Gold prices rose to a three-month high on Friday amid persistent safe haven demand on concerns over the Israel-Hamas war, while somewhat mixed signals on U.S. interest rates also stalled a rally in the dollar and Treasury yields.
The yellow metal was set for a second straight week of strong gains, with gold futures coming close to the $2,000 an ounce level as fears of a broader conflict in the Middle East fueled demand for traditional safe havens.
Gold was encouraged by some overnight weakness in the dollar and Treasury yields, as Federal Reserve Chair Jerome Powell said that the recent spike in yields was tightening financial conditions, potentially lessening the need for more action by the Fed.
While Powell still left the door open for at least one more hike this year, markets took his comments as a sign that the Fed was done with raising interest rates. This spurred some profit taking in the dollar, while yields also came off multi-year highs, although the 10-year rate still remained close to the 5% level.
Still, softer yields and a weaker dollar helped push up gold prices, as did increased safe haven demand amid uncertainty over the Israel-Hamas war. Markets are watching for a planned ground assault on the Gaza strip by Israeli forces, which could mark an escalation in the conflict.
Spot gold rose 0.1% to $1,977.14 an ounce, while gold futures expiring in December rose 0.4% to $1,989.05 an ounce by 00:53 ET (04:53 GMT). Both instruments were up nearly 2.5% this week, after surging over 5% in the prior week.
But with Powell still leaving the door open for more rate hikes, a rally in the yellow metal could be limited, especially if more economic indicators point to resilience in the U.S. economy and sticky inflation.
Curbing inflation is still the Fed’s main goal, and while inflation has retreated substantially over the past year, it still remains well above the central bank’s 2% target.
U.S. rates are set to remain higher for longer, potentially above 5% until at least end-2024, heralding continued pressure on non-yielding assets such as gold.

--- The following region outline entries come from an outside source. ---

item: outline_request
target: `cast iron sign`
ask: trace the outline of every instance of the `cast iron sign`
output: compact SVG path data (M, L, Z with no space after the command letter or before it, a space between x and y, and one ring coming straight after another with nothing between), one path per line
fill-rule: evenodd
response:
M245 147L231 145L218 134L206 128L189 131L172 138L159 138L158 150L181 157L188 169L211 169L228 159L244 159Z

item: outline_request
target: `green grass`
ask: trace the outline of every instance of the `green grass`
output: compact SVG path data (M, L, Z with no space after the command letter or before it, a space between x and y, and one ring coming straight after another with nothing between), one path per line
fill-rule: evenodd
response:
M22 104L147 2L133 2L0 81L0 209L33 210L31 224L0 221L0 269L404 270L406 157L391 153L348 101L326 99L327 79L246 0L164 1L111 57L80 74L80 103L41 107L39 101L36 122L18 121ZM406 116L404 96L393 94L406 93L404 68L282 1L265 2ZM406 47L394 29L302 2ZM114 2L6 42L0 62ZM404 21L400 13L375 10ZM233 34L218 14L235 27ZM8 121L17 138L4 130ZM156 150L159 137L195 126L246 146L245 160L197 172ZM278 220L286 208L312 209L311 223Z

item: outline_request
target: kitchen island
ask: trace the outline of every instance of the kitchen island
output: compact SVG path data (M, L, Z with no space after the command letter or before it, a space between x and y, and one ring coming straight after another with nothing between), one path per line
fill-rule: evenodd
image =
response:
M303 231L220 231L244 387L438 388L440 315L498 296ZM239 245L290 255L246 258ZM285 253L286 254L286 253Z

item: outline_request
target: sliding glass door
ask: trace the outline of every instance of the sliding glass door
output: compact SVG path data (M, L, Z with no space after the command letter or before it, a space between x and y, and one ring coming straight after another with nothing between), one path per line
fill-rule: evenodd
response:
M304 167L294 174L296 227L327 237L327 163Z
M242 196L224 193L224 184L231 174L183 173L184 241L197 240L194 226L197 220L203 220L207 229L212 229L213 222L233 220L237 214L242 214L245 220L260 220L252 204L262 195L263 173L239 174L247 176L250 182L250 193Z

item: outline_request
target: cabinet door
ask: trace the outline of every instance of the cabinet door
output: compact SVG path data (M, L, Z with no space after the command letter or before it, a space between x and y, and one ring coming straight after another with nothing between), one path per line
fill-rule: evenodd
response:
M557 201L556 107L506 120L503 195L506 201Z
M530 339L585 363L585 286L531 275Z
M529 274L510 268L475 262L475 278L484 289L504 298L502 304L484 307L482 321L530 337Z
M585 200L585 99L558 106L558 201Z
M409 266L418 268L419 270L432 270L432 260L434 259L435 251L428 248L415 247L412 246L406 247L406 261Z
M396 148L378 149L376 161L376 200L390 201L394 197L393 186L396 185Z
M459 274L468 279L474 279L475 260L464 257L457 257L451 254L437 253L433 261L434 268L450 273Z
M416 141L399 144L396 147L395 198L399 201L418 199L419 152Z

Copper weak as China jitters persist
Among industrial metals, copper prices fell further on Friday and were down for a third straight week amid persistent concerns over major importer China.
Copper futures fell 0.5% to $3.5680 a pound, and were down 0.1% this week.
While better-than-expected gross domestic product data from China offered some support to copper this week, the trend was largely offset by persistent concerns over China’s property sector, especially amid signs that developer Country Garden Holdings (HK:2007) had defaulted on its offshore bonds.
China’s central bank also kept its loan prime rate at record lows on Friday, as it seeks to strike a balance between fostering economic growth and stemming weakness in the yuan.